I guess my question wasn't specific enough. I'd like to know how to tell the difference visually. Sorry for the vagueness. Maybe posting a picture would be better to determine if this is cabomba caroliniana or cabomba aquatica.


----------



## spdskr (Nov 14, 2005)

I have been uable to find any meristic data links to send you regarding differences between the two species leaves. Web sources only mention the differences between flower color, with C. aquatica having yellow flowers and C. caroliniana having white flowers. I will check in my plant ID book tonight when I get home if no one reponds here sooner. The plants in your photos do not look exactly like my aquatica, but also do not look as dark as the caroliniana I have seen either  .


----------



## spdskr (Nov 14, 2005)

So here is what I found in my favorite aquarium plant/fish book. C. aquatica leaves are made up of 150-200 segments only some 0.4mm wide, with no veins or other markings. The leaves are a light green color. Flowers are yellow. C. caroliniana has both delicate and coarse leaved varieties with 80-150 leaflets 0.4-1mm wide and 20-60 leaflets 1-1.8mm wide respectively. Leaflets are wider at the tip than at the bottom, have no destinctive veins and often bear some reddish spots or lines. Flowers are white with a yellow center. Some C. caroliniana varieties have leaves with green upper sides and silvery under sides. (van Ramshorst, J. D., 1978. Aquarium Encyclopedia of Tropical Freshwater Fish. HP Books, Inc.)

I hope this helps with your ID. I'm guessing you have some type of caroliniana since it is a more variable species.


----------



## bereninga (Mar 18, 2006)

Thanks so much for the info, spdskr. Yeah, I tried to look for physical differences between the two species, but haven't found any other than the color of the flowers. But that info about the leaves is pretty interesting.

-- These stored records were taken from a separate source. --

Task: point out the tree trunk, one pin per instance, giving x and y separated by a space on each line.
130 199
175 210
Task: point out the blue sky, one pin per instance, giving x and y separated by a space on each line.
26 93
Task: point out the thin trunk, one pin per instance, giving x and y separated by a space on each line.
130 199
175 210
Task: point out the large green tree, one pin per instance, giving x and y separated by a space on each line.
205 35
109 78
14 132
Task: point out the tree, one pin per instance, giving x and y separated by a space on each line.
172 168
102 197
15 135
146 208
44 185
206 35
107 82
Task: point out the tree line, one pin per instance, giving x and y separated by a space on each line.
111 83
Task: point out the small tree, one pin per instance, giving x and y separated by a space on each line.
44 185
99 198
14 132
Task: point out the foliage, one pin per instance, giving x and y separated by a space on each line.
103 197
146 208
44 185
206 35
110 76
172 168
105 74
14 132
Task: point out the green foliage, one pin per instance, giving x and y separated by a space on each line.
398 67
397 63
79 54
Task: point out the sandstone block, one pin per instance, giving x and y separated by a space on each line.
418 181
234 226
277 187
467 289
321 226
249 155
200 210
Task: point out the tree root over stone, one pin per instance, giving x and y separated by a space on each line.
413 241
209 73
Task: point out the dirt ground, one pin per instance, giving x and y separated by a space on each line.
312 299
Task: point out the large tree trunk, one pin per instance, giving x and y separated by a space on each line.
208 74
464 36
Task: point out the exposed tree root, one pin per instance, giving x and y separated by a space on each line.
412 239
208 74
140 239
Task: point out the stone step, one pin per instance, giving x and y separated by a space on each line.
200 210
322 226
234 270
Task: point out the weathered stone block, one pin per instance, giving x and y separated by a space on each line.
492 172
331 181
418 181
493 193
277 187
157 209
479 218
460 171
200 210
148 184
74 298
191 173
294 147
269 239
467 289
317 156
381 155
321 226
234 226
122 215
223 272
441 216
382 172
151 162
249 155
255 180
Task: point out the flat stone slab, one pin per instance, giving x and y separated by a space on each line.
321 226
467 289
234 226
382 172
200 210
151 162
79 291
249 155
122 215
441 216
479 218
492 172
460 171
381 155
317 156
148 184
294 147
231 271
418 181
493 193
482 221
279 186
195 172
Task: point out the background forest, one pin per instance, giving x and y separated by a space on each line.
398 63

I can't really measure 0.4mm w/ a ruler or anything because that is really thin! It sounds like cabomba aquatica has finer and bushier leaves than caroliniana. I believe that the cabomba I have sound like the last description, with the 20-60, 1mm-1.8mm leaflets.

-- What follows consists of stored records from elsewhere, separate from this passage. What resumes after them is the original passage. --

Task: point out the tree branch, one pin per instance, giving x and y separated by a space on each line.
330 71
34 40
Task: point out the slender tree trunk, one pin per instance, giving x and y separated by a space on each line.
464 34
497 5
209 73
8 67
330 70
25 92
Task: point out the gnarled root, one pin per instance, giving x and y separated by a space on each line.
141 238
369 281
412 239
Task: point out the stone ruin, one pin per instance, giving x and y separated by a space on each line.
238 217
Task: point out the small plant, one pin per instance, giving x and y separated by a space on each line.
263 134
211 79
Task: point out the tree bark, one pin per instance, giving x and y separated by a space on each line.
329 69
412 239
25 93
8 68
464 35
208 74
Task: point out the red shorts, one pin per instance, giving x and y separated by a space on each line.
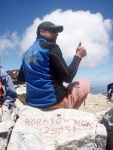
78 92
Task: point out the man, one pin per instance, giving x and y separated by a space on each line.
45 70
109 90
7 93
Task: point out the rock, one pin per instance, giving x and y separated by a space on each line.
57 129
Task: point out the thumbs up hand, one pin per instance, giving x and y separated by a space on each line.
81 51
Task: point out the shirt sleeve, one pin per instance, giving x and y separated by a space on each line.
64 72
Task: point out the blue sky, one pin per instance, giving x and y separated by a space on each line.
88 21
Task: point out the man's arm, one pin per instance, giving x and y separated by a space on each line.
64 72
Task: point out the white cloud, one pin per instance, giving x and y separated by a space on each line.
8 41
79 26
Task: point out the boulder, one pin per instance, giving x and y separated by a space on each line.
58 129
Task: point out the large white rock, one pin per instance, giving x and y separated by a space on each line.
58 129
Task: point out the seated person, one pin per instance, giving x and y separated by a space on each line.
45 70
109 90
8 94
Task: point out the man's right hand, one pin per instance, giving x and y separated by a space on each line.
81 51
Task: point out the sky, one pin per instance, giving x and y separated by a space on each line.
87 21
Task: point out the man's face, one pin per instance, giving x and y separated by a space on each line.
49 34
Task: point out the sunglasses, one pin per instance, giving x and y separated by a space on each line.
53 30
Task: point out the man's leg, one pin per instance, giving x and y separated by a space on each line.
109 88
78 92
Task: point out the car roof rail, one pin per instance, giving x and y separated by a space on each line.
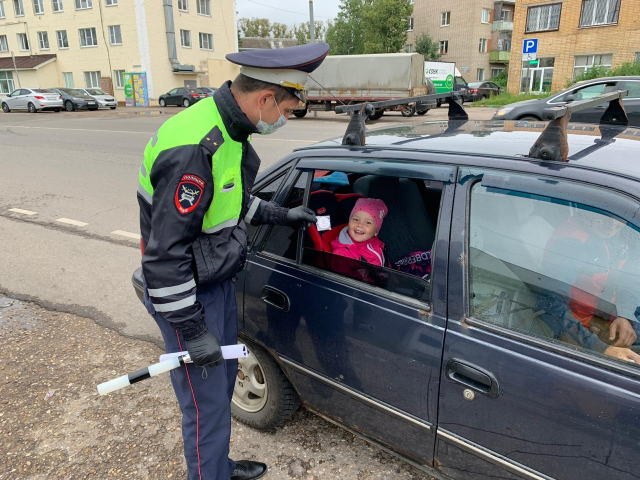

Just by observation though, compared to caroliniana, the kind in my tank are definitely lighter in color and have thicker leaflets.

The most definite answer would be if I can get them to flower and then see the color of the flowers. But it seems like it is difficult to get them to flower at all. How can I do this?


----------



## turbosaurus (Nov 19, 2005)

I think that picture is Carolina. I have had both and in my tank, but currenly only kept the aquatica. My visual experience matches what spdskr's research found. To me the aquatica looks MUCH lighter in color- its actually yellow in my tank- or at least a pale tan color, much finer leaf segments than carolina and a lot more of them. It looks like cotton candy or smoke from a short distance away- nothing like the clear definition to the carolina, Finally the aquatica didn't get leggy with large internodal spaces. YMMV


----------